Rails realities part 16 (Finders and second order relations)

I recently needed to run a finder query and have the results sorted by a property on a second order relation. What the heck does that mean? This:

"Find me all Foos and sort the result by the 'name' property on the Baz object"


The documentation in rails shows you how to load a single related object but not how to load related objects of THAT object. A google of "rails find sort related" returned http://rails.techno-weenie.net/question/2006/1/27/dynamic_finders_sorting_by_a_related_object which is almost there.

The answer to the above problem is:

Foo.find(:all, :include => { :bar => :baz }, :order => 'baz.name')

The difference being that the :include parameter is a hash to a hash instead of just pointing to a single association.
Many thanks to technoweenie in #caboose.
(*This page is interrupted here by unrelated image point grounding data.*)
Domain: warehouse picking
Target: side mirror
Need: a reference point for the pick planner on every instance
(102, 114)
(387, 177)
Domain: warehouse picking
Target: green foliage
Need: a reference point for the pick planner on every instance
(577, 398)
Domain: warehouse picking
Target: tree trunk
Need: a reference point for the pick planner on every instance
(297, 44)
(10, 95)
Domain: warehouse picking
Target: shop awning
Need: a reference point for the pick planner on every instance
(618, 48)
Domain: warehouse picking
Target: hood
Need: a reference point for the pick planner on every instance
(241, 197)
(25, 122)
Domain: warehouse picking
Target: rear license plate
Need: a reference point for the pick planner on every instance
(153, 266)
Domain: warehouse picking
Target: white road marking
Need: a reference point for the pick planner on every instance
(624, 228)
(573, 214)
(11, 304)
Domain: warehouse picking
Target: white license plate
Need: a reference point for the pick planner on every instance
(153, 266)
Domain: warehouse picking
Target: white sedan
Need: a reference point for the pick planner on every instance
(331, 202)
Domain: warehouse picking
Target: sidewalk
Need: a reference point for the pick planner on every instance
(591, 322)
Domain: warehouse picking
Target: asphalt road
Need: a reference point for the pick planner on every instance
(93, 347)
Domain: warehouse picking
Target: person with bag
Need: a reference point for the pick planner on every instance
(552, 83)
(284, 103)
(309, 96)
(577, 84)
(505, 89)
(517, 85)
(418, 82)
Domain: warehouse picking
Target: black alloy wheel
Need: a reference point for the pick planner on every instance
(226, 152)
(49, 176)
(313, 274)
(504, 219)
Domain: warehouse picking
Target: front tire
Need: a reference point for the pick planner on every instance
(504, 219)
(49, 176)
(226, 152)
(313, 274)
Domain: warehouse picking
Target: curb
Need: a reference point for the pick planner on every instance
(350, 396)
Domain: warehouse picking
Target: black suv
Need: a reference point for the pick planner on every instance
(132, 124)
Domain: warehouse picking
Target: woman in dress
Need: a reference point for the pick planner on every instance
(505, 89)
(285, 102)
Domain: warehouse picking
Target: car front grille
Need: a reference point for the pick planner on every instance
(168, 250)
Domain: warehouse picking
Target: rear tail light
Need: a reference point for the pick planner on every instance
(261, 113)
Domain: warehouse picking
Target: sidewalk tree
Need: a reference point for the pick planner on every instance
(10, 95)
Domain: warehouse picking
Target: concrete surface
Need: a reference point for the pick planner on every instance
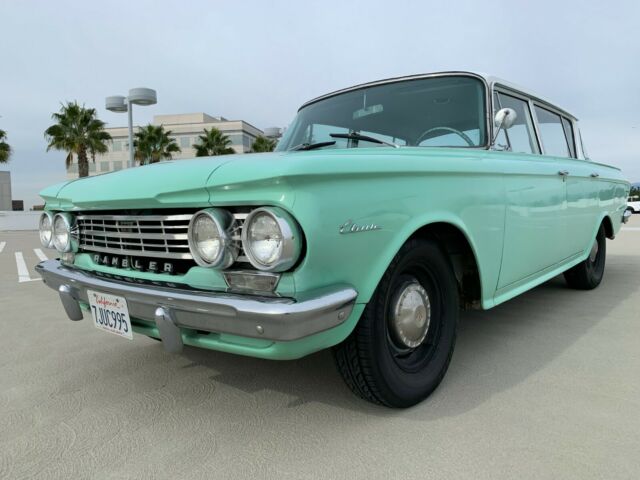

After getting the solution from it does appear somewhat obvious and the docs didn't appear to have anything, but upon further review there is something that shows an example of chaining includes on a finder query. In the "Table Aliasing" section of the ActiveRecord::Associations::ClassMethods API docs.

For extra credit technoweenie also pointed out that you could do the joins manually like so:

find :all, :joins => 'inner join bars on bars_id = bars.id inner join bazs on bazs.id = bars.bazs_id'


Note that you can also include more than one first order relation as follows:

Foo.find(:all, :include => [:bar, :biz], :order => 'biz.name')

And though I haven't tried it I suspect that from there you could include each of those relations' related objects in the same manner as described earlier.
Be warned that the queries produced are going to get ugly, but happy relation chaining :-)

Comments:
That's the second time you've helped me out now. Thanks Michael.